Dreierlei kommt mir in den Sinn, wie ich meine Arbeit zusammenfassen kann: erstens konkrete Veränderungen erreicht, zweitens Projekte begonnen, die noch weiterzuverfolgen wären, drittens Kommunalpolitik zunehmend gelernt mit ihren politischen Abläufen und Verfahren, aber auch Strategien und manchmal in Wirrungen.

Konkrete Veränderungen gibt es einige, die deutlich zu sehen sind, andere verstecken sich in vielen kleinen Beschlüssen und städtischem Handeln. Eine Veränderung von hohem Symbolwert ist ganz sicher der barrierefreie zentrale Rathausaufzug: Endlich ist das Rathaus in fast allen Bereichen barrierefrei zugänglich, eine Forderung die Jahrzehnte alt ist und die eindeutig auf meine Wahl in den Stadtrat 2008 zurückzuführen ist. Dennoch musste ich darum kämpfen, mit Unterstützung aus meiner Fraktion und auch mit der des Oberbürgermeisters Rosenthal. Wenn ich heute sehe, wie Eltern mit Kinderwägen oder städtische Mitarbeiter den Aufzug nutzen, so ist klar, er nutzt allen, die ihn benutzen.

 Barrierefreiheit ist generell das Thema, bei dem die meisten Veränderungen zu sehen sind, sei es bei Bushaltestellen, Lädeneingängen in der Innenstadt, ersten Leitlinien für Blinde und Sehbehinderte, Hilfen für Hörbehinderte oder Übersetzungen in Gebärdensprache. Im Bauausschuss thematisierte ich immer wieder die Einhaltung der Barrierefreiheit in meiner Rolle als Stadtrat. Dazusagen muss ich, dass viele andere ihren Teil zu Fortschritten beitragen: in den verschiedenen Ämtern, im Behindertenbeirat, im Arbeitskreis Barrierefreies Bauen der Stadt und nicht zuletzt der Behindertenbeauftragte.

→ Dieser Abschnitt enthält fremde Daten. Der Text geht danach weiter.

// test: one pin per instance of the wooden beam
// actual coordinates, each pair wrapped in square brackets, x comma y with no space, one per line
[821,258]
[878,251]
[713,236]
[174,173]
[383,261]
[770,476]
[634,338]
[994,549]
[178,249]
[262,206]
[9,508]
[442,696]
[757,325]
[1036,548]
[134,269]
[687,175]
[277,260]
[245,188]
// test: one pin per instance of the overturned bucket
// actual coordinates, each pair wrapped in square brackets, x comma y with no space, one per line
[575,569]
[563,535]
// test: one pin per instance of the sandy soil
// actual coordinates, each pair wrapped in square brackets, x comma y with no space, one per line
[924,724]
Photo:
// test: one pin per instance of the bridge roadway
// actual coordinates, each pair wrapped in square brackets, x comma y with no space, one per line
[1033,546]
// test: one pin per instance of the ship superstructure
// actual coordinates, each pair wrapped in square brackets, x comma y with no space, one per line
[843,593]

Das größte begonnene Projekt, das ich gerne als Stadtrat fortsetzen möchte, ist der Aktionsplan Inklusion, der noch vom alten Stadtrat beschlossen werden soll. Als ich den Antrag auf einen Aktionsplan zur kommunalen Umsetzung der UN Behindertenrechtskonvention stellte, war mir noch nicht ganz klar, was dieser zur Folge haben sollte. Was tatsächlich folgte, nämlich die Beauftragung eines Sozialinstituts, insgesamt 8 Bürgerveranstaltungen mit weichreichender Bürgerbeteiligung, Einbeziehung städtischer Referate und ausserstädtischer Institutionen im öffentlichen bis zum privaten Bereich, war Folge eines Stadtratsbeschluss und insbesondere auch Folge des Einsatzes unseres Sozialreferenten Robert Scheller. Voraussichtlich wird genau die Tatsache, dass so viele verschiedene Menschen mit Verantwortung einbezogen waren und sind, Basis des Erfolgs des Aktionsplans sein. Dennoch, es wird auch weiterhin Arbeit hineinzustecken sein, dass möglichst viele der Maßnahmeempfehlungen umgesetzt werden und so Inklusion in Würzburg voranschreitet. Es wird auch in nächsten Jahren symbolisch aufgeladene Projekte geben, ganz sicher gehört die barrierefreie Sanierung des Hauptbahnhofs bis 2018 dazu. Wichtig sind aber auch die vielen kleinen Veränderungen, die der Einzelne nicht unbedingt mitkriegt, die aber die Lebensqualität insgesamt erhöhen. Das mit dem Instrument des Aktionsplans voranzutreiben ist eine Hauptmotivation für mich weiter im Stadtrat zu arbeiten, und ich bin gespannt, ob das auch an der Wahlurne so gesehen wird.

Kommunalpolitik ist nicht so einfach und will gelernt sein. Ich möchte an dieser Stelle auch zugeben, dass ich nicht immer meinen eigenen Ansprüchen gerecht geworden bin, mit denen ich antrete. Es ist eben nicht ganz leicht politische Zusammenhänge Bürgerinnen und Bürgern deutlich zu machen. Das kann auch schon mal dazu führen, dass man eine Antwort schuldig bleibt. Ich trete aber für Transparenz städtischer Entscheidungen und für echte Bürgerbeteiligung ein. Das macht Arbeit, aber ich bin sicher es ist lohnend. Ich bin von Natur aus kein extrovertierter Mensch, aber es hat mir auch zunehmend Spaß gemacht in Kontakt mit Menschen und den vielen Initiativen in Würzburg zu kommen. Auch das sehe ich als Teil meiner persönlichen Bilanz an: Manches richtig, aber auch Fehler gemacht - gelernt, ob bezüglich rechtlicher und technischer Abläufe oder auch wie man Veränderungen bewirken kann - bereit Gelerntes noch besser anzuwenden. Ob im Stadtrat, entscheiden Sie (oder haben Sie entschieden), geneigter Leser, geneigte Leserin, bis zum 16. März 2014!